Sutton went to trial on a murder charge last year, but that trial ended in a hung jury exactly one year ago today. Jury selection in his retrial was scheduled to begin tomorrow.

Had the case proceeded to trial, Assistant District Attorney Ian Polumbaum planned to present evidence and testimony to prove that on May 16, 1989, Gleason and Sutton were inside a School Street apartment frequented by drug users. The evidence would have shown that Sutton demanded money from the victim and attacked him repeatedly.
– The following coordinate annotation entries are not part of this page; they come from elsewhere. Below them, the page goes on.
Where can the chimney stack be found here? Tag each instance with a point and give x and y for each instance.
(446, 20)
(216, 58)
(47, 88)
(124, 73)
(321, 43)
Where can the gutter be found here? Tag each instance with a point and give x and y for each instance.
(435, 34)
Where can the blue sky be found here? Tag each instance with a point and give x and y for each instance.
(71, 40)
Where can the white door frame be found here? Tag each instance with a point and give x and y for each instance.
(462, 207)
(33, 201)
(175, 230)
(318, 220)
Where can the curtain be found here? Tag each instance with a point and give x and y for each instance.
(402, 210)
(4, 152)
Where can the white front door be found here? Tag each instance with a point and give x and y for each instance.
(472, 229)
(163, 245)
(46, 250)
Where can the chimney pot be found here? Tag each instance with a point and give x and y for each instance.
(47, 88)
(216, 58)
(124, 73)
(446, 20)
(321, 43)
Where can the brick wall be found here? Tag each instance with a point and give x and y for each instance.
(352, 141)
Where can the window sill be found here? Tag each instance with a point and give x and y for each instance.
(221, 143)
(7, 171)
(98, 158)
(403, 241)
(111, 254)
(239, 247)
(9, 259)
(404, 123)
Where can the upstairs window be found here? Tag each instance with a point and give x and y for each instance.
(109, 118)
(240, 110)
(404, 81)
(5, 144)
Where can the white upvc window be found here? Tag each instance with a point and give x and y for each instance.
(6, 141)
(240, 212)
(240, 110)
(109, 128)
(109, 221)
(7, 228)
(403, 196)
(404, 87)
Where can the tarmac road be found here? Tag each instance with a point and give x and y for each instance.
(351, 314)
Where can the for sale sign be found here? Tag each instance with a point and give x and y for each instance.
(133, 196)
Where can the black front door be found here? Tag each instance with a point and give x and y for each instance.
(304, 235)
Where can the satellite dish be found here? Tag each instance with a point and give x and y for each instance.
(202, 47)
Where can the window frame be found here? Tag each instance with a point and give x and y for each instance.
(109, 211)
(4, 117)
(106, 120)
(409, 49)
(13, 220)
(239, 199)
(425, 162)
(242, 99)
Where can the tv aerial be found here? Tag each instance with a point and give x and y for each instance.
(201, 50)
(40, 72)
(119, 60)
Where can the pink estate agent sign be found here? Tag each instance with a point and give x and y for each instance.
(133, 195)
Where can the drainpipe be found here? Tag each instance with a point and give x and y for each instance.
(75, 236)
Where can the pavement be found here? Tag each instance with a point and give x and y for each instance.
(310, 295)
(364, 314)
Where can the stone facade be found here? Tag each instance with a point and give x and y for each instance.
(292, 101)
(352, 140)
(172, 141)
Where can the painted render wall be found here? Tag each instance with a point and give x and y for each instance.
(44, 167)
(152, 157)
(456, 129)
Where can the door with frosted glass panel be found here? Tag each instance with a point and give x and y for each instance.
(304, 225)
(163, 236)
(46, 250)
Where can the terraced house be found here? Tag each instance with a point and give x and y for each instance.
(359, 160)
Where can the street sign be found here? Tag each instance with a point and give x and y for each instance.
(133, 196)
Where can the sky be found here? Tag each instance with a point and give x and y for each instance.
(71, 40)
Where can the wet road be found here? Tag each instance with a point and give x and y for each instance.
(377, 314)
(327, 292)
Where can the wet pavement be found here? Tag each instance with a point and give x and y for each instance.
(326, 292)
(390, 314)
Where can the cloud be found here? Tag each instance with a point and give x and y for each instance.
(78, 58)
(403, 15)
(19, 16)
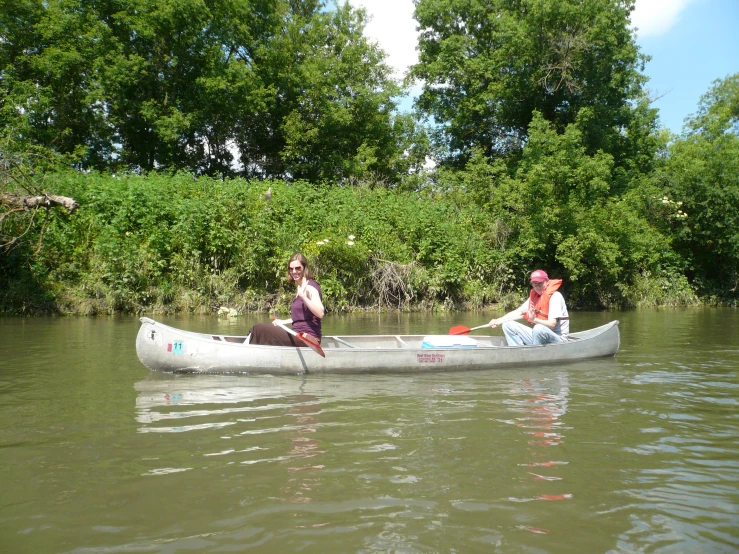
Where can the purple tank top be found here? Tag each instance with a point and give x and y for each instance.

Sutton was then seen leaving the apartment as Gleason, 38, lay bleeding on the floor.

Though investigators considered Sutton a suspect at the time, evidence available through the 1980s and 1990s was insufficient to charge him, Conley said. Members of the Boston Police Department’s Cold Case Squad and Suffolk prosecutors began to reexamine the case in 2009, using forensic testing to find biological evidence from a source other than Gleason.

Criminalists of the Boston Police Crime Laboratory found it: a bloodstain from Gleason’s jacket that contained Sutton’s DNA profile, on file because of his conviction on unrelated drug charges.

Meanwhile, investigators re-interviewed witnesses who had been inside the apartment during the killing. Those efforts led to a grand jury investigation and Sutton’s indictment in 2011.

“Today, thanks to a new generation of police and prosecutors with a new generation’s scientific tools, we were able to secure an unequivocal admission of guilt from his killer, and deliver some long overdue closure to his family,” Conley said.